Никто?! Как ты можешь рядиться за кого-то?! Бог за тебя ответчик или ты сам?!
Она клонилась над ним все ниже. Она горела над ним закатом. Какие чистые, льющиеся линии тела. Тело, все родное. У Богородицы под тканями хитона — тоже?! Не святотатствуй, моряк. Ты чудом выжил. Ты чудом встретил свою женщину. Вот это — его женщина?! Это не женщина. Это…
Ее губы мерцали тепло и душисто у самого его рта.
— Поцелуй меня, счастье мое, — сказала она медленно и тягуче, по-русски, выдохнула, как ребенок выдыхает жар воспаленного, бедного сердца на морозное, затянутое искристой колкой слепотой зимнее стекло.
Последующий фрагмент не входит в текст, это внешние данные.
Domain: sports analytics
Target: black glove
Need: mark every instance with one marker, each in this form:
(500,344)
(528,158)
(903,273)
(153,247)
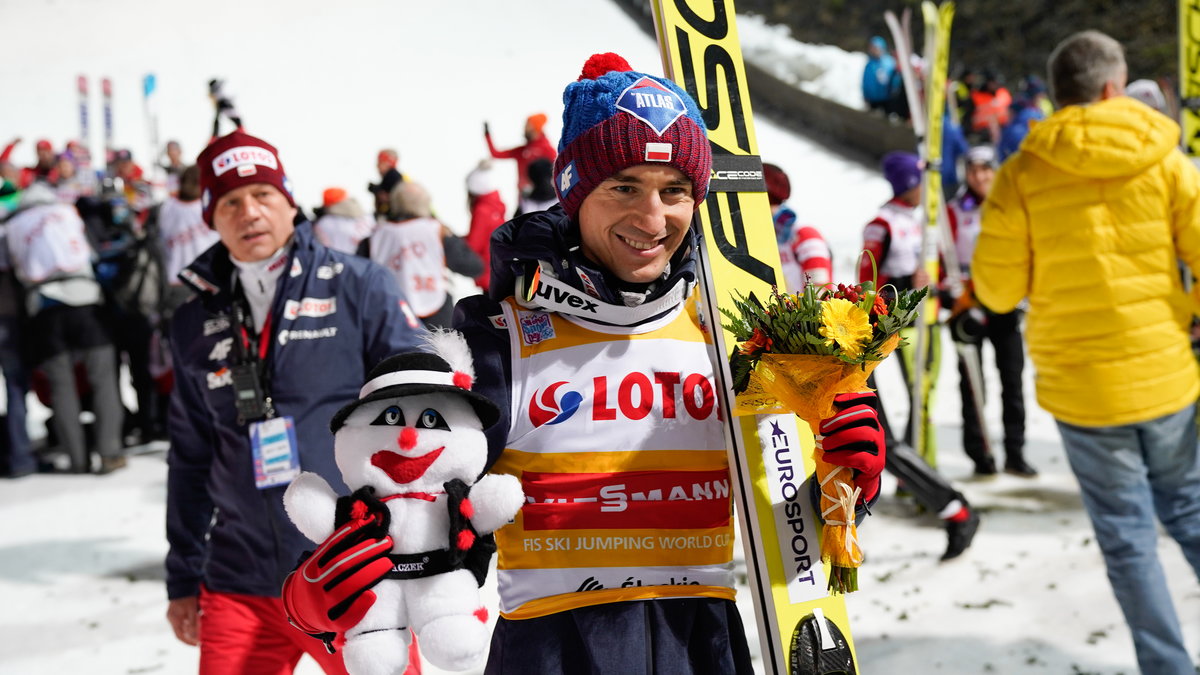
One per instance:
(969,327)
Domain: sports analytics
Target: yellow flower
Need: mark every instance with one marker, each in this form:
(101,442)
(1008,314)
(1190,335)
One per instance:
(845,323)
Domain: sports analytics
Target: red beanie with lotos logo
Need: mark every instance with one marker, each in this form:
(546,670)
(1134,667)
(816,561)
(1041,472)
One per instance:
(616,118)
(235,160)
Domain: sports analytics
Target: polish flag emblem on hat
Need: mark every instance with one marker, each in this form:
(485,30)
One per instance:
(448,368)
(653,103)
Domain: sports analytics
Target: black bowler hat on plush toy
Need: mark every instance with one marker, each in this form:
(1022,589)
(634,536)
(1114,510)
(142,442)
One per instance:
(413,374)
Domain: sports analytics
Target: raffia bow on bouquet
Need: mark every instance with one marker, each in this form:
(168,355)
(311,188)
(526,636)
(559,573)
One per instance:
(797,353)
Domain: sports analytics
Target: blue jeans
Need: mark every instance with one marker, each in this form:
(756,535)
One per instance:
(16,376)
(1128,476)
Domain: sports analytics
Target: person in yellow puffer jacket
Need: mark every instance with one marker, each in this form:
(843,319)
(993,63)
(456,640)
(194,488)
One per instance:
(1089,221)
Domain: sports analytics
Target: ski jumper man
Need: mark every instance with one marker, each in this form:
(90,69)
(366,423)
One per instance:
(487,211)
(537,147)
(803,254)
(1087,221)
(280,335)
(1003,330)
(894,239)
(594,347)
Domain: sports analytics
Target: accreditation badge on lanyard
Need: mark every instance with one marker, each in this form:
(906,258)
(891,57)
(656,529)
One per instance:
(273,440)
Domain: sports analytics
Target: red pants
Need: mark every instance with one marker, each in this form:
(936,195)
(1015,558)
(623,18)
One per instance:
(250,634)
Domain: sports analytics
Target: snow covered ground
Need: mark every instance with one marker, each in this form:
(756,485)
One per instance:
(81,557)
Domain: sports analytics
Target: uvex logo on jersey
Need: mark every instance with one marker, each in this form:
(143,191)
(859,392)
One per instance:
(629,398)
(244,157)
(688,500)
(737,173)
(653,103)
(310,306)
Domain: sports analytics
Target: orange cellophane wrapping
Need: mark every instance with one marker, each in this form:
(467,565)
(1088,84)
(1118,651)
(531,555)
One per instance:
(805,384)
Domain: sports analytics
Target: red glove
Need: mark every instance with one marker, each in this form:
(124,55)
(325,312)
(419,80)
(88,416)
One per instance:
(853,438)
(330,591)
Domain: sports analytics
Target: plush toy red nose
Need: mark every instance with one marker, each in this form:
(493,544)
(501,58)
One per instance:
(407,438)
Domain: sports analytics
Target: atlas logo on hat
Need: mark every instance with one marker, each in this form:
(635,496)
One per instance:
(653,103)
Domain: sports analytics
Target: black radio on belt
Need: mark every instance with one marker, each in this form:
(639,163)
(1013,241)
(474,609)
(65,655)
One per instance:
(249,392)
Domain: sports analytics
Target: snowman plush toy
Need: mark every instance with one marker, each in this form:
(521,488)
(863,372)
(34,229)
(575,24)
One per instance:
(409,548)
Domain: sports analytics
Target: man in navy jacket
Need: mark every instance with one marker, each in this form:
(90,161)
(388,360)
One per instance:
(280,335)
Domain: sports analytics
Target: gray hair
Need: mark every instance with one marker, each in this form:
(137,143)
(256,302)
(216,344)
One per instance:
(1080,66)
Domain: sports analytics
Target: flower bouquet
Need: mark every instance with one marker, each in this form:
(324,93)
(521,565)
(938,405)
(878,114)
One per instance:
(797,353)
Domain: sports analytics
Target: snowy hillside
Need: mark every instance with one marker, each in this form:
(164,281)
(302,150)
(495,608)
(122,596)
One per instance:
(81,557)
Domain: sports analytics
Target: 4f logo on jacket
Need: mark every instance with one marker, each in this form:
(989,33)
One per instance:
(630,398)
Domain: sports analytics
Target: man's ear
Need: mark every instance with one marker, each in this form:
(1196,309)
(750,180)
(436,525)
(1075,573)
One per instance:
(1113,89)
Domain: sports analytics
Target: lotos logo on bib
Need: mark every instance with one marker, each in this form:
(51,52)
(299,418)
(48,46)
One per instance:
(653,103)
(545,408)
(244,156)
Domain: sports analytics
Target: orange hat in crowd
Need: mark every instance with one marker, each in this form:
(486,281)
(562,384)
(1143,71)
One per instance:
(331,196)
(537,121)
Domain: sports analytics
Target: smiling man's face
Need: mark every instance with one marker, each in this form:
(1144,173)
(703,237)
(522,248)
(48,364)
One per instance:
(634,221)
(253,221)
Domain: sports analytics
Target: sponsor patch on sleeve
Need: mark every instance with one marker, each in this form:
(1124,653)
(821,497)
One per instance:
(244,156)
(567,179)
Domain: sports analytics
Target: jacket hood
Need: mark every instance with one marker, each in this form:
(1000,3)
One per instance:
(211,273)
(1105,139)
(550,242)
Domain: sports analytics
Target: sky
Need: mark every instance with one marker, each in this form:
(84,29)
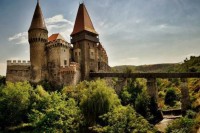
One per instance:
(133,32)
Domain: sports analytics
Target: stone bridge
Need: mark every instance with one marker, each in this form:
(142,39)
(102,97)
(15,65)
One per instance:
(151,82)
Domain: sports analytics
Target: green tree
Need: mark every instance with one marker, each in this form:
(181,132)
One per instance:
(170,97)
(123,119)
(130,92)
(14,103)
(182,125)
(51,112)
(97,99)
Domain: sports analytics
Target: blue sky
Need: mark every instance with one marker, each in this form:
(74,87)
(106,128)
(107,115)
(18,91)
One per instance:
(133,32)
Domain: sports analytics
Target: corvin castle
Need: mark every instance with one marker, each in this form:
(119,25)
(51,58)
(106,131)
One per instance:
(54,59)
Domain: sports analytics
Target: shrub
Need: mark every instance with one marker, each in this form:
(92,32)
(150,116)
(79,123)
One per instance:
(53,113)
(182,125)
(123,119)
(14,103)
(170,97)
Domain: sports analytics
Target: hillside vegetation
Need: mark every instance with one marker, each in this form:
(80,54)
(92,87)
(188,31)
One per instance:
(95,107)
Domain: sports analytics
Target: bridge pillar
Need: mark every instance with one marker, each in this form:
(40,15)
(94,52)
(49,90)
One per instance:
(185,98)
(152,88)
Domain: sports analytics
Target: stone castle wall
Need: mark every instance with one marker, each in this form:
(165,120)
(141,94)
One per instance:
(18,71)
(70,75)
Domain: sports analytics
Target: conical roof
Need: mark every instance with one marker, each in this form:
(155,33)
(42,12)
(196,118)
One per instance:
(83,21)
(56,36)
(38,19)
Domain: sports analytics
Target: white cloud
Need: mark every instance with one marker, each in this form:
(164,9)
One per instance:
(3,69)
(19,38)
(126,61)
(58,24)
(57,19)
(55,24)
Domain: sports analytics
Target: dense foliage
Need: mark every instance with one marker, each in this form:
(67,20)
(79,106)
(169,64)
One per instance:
(88,107)
(188,124)
(14,103)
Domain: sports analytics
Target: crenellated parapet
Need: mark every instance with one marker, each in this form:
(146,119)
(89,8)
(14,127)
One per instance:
(71,69)
(58,43)
(18,62)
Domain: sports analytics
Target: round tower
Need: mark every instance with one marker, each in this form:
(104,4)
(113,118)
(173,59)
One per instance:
(38,37)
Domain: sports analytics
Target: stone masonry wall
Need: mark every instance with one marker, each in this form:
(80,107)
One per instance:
(18,71)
И он наложил губы на ее губы, как обжигающий сургуч.
И она заплакала.
И слезы ее текли горечью и огнем на его губы, и он слизывал их, не отрываясь от нее, не прерывая, не размыкая поцелуя: все взорвалось в нем так, как в море под днищем корабля взрывается торпеда, и ее пылающее розовым, золотым и малиновым огнем, как печь, как белые березовые дрова в печи, тело внезапно поплыло и вспыхнуло под его жадными незрячими руками, не ощупывающими — благословляющими, не обнимающими и хватающими — молящимися, благодарящими: о, благодарю тебя, Богородица моя! Здесь, на чужбинной чужбине, в сердцевине проклятья! Я нюхал смерть, но я не знал любви. Я бы так и умер. Ну что, вернулся бы на родину, посватался бы к бабе, нарожал бы с нею детишек; ну что, помер бы тут, в Осаке или этой пропахшей водорослями и опием Иокогаме, под забором, в кабаке, на пороге борделя, а то и в тюрьме, и последним моим словом был бы — вой, волчий вой, бьющийся о сырые стены. Но я не Белый Волк. Я черный, серый, бурый русский волчара. С сединой. Знающий, что почем. И почем эта женщина здесь, в Иокогаме, мне тоже сказали. И я плевать хотел на ее цену. Она меня узнала, бесценная. Она меня узнала сама.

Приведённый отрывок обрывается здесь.